KnockedOutMom 07-23-2014 08:11 PM

I would be up for this, I have been trying without success to find a support group in my area so I could really use an online one!

willgardner 07-23-2014 08:28 PM

Saturday or Sunday 7 Eastern works with me.

PLEASE POST THE MOST CONVENIENT TIME, FOLKS!

anon1028 07-23-2014 08:36 PM

unfortunately either one is good for me :) let me know if you can see me in the chat room at the bottom of screen

anon1028 07-23-2014 09:05 PM

i'm an idiot..just saw pcs chat room on left side of screen
 
lol. I could blame that on the brain injury but...

underwater 07-23-2014 10:44 PM

Sat 7pm eastern works for me. If i remember/am around. I like the idea of chatting about how its affected our friend/family/significant other relationships.

underwater 07-23-2014 10:53 PM

Oh yeah! Had a brain is working moment when i finally remembered where i'd heard the name will gardner. Tv show Suits. How much easier this would have been if i could have netflixed my way thru these months

anon1028 07-23-2014 10:56 PM

Quote:

Originally Posted by underwater (Post 1084550)
Sat 7pm eastern works for me. If i remember/am around. I like the idea of chatting about how its affected our friend/family/significant other relationships.

that would be a great topic.

Mark in Idaho 07-23-2014 11:00 PM

No, Will Gardner was a law partner on The Good Wife. He got killed off last year. I noticed the same issue.

willgardner 07-23-2014 11:11 PM

Hahaha yes, the same name in the good wife. great show BTW.

So, 7pm (EST) on Saturday? Topic: how the injury/condition has affected your relationship with family members/friends/significant others/those around you. Any issues you have regarding this. I am looking forward to this!

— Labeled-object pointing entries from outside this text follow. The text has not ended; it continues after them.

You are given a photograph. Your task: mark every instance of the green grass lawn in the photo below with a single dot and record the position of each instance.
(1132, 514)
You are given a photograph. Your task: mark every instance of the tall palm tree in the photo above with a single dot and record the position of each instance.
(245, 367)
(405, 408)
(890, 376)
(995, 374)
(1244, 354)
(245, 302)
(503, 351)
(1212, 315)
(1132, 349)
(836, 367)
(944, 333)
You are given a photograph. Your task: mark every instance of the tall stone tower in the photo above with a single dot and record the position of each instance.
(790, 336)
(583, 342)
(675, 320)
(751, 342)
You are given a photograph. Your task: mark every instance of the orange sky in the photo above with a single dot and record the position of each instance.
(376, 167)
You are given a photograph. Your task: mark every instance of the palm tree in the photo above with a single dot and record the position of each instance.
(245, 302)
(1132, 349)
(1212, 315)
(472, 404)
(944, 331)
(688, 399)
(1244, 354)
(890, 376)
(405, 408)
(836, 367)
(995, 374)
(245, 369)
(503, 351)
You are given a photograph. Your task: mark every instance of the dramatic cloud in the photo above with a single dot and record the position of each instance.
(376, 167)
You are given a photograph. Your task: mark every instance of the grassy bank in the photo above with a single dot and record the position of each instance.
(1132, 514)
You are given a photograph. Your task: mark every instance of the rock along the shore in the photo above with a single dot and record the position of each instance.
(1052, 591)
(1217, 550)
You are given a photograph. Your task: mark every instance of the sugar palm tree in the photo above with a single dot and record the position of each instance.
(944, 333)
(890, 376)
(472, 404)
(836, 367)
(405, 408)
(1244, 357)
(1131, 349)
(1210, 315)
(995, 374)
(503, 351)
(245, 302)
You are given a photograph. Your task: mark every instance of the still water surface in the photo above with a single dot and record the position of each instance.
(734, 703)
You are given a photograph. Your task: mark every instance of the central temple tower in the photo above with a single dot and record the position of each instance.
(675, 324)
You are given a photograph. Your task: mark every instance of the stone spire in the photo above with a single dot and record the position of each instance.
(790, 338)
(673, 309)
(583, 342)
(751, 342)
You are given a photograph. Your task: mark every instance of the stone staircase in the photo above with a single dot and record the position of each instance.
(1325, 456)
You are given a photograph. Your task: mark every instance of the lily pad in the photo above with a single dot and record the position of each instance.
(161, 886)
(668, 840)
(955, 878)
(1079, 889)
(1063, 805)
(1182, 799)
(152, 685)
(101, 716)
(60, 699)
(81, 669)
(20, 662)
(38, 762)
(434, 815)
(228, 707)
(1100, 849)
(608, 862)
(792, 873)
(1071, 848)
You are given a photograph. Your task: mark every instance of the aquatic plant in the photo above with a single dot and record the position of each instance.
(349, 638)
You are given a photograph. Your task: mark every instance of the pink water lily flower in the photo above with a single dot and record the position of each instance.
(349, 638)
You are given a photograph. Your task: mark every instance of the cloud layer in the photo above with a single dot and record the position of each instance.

Hockey 07-24-2014 05:57 AM

I will try to be there.

It will depend upon whether or not my husband is home and/or paying attention. :hit-safe: He's in major denial about my injuries and doesn't like me hanging with my TBI peeps, online or otherwise.

Yes, it's very isolating - and ironic, given the proposed topic of the first discussion. :ROTFLMAO:

anon1028 07-24-2014 06:03 AM

Quote:

Originally Posted by Hockey (Post 1084622)
I will try to be there.

It will depend upon whether or not my husband is home and/or paying attention. :hit-safe: He's in major denial about my injuries and doesn't like me hanging with my TBI peeps, online or otherwise.

Yes, it's very isolating - and ironic, given the proposed topic of the first discussion. :ROTFLMAO:

you wouldn't believe how ridiculed and isolated I've become. I don't believe it. my own mother says yeah yeah your brain injury whatever. old friends all gone, called a bum for not working. etc. wow!!